Lesson 13 · Solution · The binomial likelihood

Solution: What 4 Heads Out of 5 Actually Says

P(4 heads in 5 flips | p = 0.7) = C(5,4) · 0.7⁴ · 0.3¹ = 5 × 0.2401 × 0.3 ≈ 0.360.

Walking the formula: C(5,4) = 5 (there are 5 different flip-sequences with exactly one tail — TAILS-then-4-heads, or the tail in any of the other 4 positions). 0.7⁴ = 0.2401 is the probability of any one specific 4-heads outcome; 0.3¹ is the probability that the remaining flip is a tail. Multiply all three together and about 36% of the time, a truly-70%-heads coin produces exactly this data over 5 flips.

The number alone answers nothing yet — it only becomes useful in comparison. 0.360 isn’t “the probability the coin is biased” and it isn’t a verdict on p = 0.7 in isolation; it’s one entry on an answer sheet like last lesson’s, one likelihood value attached to one candidate rate. The move that makes it Bayesian: compute the same likelihood formula under other candidate rates too — say p = 0.5 (a fair coin) gives C(5,4)·0.5⁴·0.5¹ = 5 × 0.03125 ≈ 0.156, noticeably lower. Line up enough candidate p values side by side, each with its own likelihood, and you’ve built the entire likelihood curve — the second ingredient (alongside a prior over p) that a posterior distribution multiplies together, point by point, exactly the way odds-form multiplied a single likelihood ratio into prior odds back in Stage 1.

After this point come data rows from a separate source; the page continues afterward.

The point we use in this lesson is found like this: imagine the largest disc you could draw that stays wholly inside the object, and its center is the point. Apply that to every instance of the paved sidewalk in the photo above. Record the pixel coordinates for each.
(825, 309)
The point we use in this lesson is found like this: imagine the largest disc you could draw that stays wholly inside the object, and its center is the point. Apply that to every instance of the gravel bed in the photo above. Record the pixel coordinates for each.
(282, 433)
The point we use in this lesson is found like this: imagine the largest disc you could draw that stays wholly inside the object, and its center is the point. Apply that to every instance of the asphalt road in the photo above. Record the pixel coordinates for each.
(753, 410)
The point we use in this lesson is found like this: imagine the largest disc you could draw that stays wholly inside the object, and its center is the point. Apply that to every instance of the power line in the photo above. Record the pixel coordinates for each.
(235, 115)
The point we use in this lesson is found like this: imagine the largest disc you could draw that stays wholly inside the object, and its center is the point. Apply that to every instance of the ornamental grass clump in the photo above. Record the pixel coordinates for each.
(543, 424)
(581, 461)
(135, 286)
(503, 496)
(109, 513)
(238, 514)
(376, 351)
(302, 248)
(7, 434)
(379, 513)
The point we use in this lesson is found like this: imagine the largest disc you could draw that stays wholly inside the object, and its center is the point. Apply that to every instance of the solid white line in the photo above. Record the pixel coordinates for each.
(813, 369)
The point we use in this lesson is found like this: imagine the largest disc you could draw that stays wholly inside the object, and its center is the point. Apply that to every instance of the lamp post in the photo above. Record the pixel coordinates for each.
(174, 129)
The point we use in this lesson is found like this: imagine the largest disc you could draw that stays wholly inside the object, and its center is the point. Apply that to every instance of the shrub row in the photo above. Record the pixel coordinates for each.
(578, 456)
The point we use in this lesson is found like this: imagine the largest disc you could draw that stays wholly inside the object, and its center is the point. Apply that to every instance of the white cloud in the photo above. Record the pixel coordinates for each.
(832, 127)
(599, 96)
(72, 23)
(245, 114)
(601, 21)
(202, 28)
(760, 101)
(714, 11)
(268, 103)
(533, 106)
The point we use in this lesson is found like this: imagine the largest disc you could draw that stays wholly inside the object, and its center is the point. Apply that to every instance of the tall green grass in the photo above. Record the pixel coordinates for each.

Why the binomial shape specifically: it applies whenever data is a count of successes out of a fixed number of independent identical trials, each with the same unknown success probability — coin flips, yes, but also click-through counts, defect counts in a batch, or “how many users converted out of those shown a variant.” Any time that shape shows up, this same formula is the likelihood machinery underneath.

Where this goes: next lesson puts a prior over p (a starting answer sheet before any data) next to this likelihood and multiplies them together, point by point across every candidate rate — producing the posterior answer sheet: beta-binomial updating, the first fully worked distribution-level Bayesian update in this track.